Fear not, this is doable
This might sound like a lot, but don’t panic. As a first-year, I was comforted in knowing that each term you only need to take three classes; a standard class is six units (we use units instead of credits) and in order to be a full-time student, you need 18 units. I always liked bragging to my college friends back home that I only had to take three classes at a time while they had to take five or more.
A chance to de-stress comes with the mid-term Reading Period. It’s essentially a four-day weekend at the end of sixth week, a break built into each term. Traditionally, it was intended for students to use to study for their midterms the following week, but it more often plays out as a needed breather. A lot of professors schedule their midterms before Reading Period, so many students go home during this long weekend; others, like me, will take this opportunity to catch up on sleep, relax, hang out with friends, and generally get refreshed. What I’m saying is, unless you’ve been slacking in your studies, there’s not much reading involved, despite its name.
Advice from someone who has been there
OK, advice time! I have five tips to help you best navigate the 10-week terms. I had to learn these the hard way.
1. Order your books with plenty of time to spare. Like I said, most professors are pretty lenient the first three weeks and understand that mishaps occur with the mail system, but it’s still a little embarrassing not having your books on the first day of class. So I recommend ordering your books at least two weeks before the term starts and sending them to your SPC box at Lawrence; that way they’ll be there when you arrive on campus. There are cheaper purchasing options than buying brand new editions; you can buy used versions, rent your books or see if any upperclassmen will lend or give you theirs.
2. Be organized from the get-go. This means investing in a planner or calendar of some kind and becoming best friends with it. You’ll want to write down your class schedule and times, and once you get your syllabus, write down the due dates of assignments. Being organized also means checking your school email daily. Almost every professor will email you with information about class, whether it’s changing an assignment or extending a due date or maybe canceling class—trust me, you don’t want to show up to a class that’s been cancelled and find out you could’ve slept in.

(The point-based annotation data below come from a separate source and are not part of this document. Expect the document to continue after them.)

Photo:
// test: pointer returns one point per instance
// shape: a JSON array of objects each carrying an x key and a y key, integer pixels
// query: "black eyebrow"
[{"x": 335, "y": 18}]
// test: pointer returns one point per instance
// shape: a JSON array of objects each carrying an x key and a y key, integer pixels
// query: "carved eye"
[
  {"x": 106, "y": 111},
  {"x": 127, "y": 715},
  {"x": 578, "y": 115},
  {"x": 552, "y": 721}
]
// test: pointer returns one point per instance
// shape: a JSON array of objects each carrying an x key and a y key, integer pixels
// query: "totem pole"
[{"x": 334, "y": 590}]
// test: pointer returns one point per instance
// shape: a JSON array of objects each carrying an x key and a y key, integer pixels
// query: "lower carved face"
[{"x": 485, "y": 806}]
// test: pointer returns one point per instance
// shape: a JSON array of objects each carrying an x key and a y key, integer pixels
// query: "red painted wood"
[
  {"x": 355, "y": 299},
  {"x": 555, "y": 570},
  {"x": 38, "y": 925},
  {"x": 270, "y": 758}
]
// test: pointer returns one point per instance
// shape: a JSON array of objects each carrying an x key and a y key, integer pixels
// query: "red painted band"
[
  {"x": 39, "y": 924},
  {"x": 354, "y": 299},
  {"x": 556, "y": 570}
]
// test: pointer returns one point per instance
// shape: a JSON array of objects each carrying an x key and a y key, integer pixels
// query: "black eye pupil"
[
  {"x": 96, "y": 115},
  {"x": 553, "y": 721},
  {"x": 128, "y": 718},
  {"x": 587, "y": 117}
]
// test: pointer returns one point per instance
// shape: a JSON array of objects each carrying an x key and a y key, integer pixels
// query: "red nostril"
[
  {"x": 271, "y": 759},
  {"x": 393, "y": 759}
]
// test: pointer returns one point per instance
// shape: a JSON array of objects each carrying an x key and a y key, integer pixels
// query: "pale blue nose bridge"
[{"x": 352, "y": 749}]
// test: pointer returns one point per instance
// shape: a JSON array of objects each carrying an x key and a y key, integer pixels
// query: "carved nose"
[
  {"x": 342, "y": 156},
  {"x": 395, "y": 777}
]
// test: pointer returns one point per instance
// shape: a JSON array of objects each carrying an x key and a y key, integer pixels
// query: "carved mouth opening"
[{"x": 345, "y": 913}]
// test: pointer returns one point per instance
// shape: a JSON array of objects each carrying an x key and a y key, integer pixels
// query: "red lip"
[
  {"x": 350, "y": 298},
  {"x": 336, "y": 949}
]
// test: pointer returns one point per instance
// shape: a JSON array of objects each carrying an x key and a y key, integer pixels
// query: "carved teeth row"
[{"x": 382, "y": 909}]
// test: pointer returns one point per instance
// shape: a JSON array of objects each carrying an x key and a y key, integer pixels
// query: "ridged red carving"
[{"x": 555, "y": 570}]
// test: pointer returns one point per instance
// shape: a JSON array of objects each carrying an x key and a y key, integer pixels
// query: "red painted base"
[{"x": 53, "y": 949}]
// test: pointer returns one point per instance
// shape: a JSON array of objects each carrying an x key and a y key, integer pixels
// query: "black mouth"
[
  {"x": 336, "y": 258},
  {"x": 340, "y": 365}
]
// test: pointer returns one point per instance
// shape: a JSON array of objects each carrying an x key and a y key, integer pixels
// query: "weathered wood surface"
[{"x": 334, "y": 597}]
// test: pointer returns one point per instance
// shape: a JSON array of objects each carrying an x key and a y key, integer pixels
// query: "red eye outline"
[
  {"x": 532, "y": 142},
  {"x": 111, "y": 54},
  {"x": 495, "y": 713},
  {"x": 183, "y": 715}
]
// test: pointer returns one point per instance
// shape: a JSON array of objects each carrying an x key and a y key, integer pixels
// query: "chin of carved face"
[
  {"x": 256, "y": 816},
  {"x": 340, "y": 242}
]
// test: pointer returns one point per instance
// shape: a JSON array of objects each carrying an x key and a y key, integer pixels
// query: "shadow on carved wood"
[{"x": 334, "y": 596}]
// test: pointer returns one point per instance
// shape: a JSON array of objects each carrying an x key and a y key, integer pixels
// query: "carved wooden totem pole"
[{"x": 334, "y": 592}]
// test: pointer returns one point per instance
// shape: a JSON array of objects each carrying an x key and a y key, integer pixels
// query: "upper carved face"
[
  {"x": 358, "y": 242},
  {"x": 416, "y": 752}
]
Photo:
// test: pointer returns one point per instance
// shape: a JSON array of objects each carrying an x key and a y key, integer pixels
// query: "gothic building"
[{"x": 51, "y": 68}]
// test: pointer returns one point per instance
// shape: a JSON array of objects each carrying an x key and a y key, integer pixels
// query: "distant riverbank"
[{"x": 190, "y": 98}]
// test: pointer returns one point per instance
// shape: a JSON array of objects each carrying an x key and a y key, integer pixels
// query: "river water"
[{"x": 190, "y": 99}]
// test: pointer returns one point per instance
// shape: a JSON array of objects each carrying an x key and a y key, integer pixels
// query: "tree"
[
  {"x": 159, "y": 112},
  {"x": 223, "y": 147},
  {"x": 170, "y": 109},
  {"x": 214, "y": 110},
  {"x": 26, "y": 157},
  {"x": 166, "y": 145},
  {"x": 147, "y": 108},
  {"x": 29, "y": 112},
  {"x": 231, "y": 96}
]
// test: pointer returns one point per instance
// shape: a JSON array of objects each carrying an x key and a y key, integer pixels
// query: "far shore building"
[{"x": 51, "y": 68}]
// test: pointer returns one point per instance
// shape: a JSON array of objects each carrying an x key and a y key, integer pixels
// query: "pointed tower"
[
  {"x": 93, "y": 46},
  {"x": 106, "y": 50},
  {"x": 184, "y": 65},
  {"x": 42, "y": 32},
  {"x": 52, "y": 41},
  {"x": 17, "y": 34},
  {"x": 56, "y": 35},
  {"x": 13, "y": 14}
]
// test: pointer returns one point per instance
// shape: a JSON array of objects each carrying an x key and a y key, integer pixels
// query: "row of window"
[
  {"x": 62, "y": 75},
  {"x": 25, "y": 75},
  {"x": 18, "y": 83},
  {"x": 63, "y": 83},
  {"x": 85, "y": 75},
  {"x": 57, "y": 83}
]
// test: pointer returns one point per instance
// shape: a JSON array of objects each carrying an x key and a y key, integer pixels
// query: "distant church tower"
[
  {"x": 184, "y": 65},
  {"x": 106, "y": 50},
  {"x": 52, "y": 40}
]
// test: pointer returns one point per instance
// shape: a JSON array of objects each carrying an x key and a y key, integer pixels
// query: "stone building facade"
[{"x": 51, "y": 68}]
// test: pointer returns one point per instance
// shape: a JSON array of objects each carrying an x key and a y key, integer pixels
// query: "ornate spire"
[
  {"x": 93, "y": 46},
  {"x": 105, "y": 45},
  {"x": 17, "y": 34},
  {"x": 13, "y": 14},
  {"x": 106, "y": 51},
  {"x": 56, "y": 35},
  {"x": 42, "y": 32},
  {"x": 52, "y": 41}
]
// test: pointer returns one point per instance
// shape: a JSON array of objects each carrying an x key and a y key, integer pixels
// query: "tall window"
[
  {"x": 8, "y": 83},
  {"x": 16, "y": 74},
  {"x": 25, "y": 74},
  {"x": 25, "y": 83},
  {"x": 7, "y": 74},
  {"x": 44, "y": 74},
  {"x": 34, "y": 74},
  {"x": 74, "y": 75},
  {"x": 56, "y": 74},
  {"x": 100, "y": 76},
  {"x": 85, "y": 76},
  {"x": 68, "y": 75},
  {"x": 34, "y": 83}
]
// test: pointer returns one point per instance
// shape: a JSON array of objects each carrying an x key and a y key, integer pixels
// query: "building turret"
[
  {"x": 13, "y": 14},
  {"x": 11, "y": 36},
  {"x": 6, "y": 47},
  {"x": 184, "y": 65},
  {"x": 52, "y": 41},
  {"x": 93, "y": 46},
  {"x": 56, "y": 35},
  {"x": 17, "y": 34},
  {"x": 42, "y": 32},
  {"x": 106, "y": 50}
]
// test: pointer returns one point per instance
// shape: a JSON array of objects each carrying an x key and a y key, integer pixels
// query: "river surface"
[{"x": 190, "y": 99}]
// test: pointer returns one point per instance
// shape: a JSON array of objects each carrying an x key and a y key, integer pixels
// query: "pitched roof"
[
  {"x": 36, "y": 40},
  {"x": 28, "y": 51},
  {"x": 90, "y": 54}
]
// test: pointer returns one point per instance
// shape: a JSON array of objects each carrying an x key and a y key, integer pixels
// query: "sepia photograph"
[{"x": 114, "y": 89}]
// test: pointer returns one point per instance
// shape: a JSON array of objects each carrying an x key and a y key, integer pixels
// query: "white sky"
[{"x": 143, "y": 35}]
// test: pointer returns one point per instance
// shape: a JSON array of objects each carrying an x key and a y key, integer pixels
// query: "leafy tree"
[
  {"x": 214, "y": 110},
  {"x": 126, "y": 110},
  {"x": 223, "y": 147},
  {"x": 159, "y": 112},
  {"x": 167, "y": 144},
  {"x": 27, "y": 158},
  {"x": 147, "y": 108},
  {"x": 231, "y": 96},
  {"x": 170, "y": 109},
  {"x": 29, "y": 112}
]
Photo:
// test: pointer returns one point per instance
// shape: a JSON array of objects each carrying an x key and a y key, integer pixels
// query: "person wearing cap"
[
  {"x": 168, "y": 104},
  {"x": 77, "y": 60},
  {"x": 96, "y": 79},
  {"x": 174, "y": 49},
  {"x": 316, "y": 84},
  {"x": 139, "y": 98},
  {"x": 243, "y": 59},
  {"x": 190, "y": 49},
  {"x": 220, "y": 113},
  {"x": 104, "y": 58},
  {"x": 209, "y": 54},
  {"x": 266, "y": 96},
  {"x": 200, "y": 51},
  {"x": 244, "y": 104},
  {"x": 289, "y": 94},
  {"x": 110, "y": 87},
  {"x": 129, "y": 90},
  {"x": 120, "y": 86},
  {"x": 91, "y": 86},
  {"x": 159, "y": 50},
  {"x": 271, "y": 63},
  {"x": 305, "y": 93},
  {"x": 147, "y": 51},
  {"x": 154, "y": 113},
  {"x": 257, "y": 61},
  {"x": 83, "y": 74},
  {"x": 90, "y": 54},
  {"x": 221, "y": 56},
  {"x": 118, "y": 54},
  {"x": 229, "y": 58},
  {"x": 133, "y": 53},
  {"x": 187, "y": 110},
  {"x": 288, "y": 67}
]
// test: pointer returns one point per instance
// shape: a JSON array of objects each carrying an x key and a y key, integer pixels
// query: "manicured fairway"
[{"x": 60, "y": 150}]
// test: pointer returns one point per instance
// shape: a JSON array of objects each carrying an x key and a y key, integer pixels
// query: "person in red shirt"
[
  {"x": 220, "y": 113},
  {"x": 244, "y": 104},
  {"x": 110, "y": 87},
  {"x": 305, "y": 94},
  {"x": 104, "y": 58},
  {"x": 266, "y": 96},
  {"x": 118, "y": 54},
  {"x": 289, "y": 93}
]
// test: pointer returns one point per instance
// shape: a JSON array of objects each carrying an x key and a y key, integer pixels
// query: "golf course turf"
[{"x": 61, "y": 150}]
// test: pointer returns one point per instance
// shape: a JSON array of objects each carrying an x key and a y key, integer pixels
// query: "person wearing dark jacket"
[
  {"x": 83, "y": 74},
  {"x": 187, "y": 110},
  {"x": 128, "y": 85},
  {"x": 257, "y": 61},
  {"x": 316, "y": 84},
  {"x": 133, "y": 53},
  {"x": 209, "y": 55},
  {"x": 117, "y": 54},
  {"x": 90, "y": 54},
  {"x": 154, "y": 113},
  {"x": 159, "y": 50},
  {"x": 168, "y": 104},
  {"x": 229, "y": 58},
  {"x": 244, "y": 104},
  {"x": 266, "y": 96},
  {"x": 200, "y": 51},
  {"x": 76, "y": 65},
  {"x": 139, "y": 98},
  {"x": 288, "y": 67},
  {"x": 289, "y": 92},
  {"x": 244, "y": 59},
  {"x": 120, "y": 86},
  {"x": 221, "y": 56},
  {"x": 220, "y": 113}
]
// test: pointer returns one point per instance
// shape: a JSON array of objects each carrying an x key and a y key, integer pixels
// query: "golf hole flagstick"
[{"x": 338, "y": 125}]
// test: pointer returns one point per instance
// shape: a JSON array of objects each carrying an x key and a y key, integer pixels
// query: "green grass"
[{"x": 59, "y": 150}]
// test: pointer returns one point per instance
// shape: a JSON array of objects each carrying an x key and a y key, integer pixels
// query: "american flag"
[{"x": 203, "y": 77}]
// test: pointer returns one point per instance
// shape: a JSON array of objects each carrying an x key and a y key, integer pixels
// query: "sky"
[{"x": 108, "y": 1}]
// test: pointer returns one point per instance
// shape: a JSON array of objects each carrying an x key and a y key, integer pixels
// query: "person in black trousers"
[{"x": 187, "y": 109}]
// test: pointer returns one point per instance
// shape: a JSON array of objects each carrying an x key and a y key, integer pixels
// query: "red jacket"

3. Don’t procrastinate. I know, easier said than done. My rule of thumb is if you can get it done in five minutes, do it now. Make a list of the assignments you have to do for the day or upcoming week and order them from which ones have to get done first, or from easiest to hardest. That way you’re not spending more time on something that’s due in a week versus something that’s due tomorrow. It also helps to set up a study schedule and block out chunks of time that you dedicate to finishing certain assignments.
4. Find your study spot. If you work best inside your room, then great! But sometimes your roommate will need to take a call or maybe they chew loudly and you can’t focus. It’s always good to have a backup or two that you can call your own. A good place to study, of course, is the library because the level of quietness goes up the higher the floor you’re on. Other nice indoor spots to study are the fourth floor of the Warch Campus Center, the Steitz Atrium, the Café or in the large venue rooms on the backside of Warch. When the weather is nice, some outdoor spots would be on the Main Hall Green, the Sage patio, or the tables outside both the library and the Café.
5. Take breaks. Even though these other tips are geared toward helping you with your studies, my last piece of advice would be to not let your work consume you. It’s important to take a breather every now and then. College life is stressful but it’s also a great time to meet new people and try new things. Also, remember to get involved with activities on campus. Each term has its own traditions and events that you don’t want to miss. Always keep an eye on the campus calendar for details.
Karina Herrera ’22 is a student writer in the Office of Communications.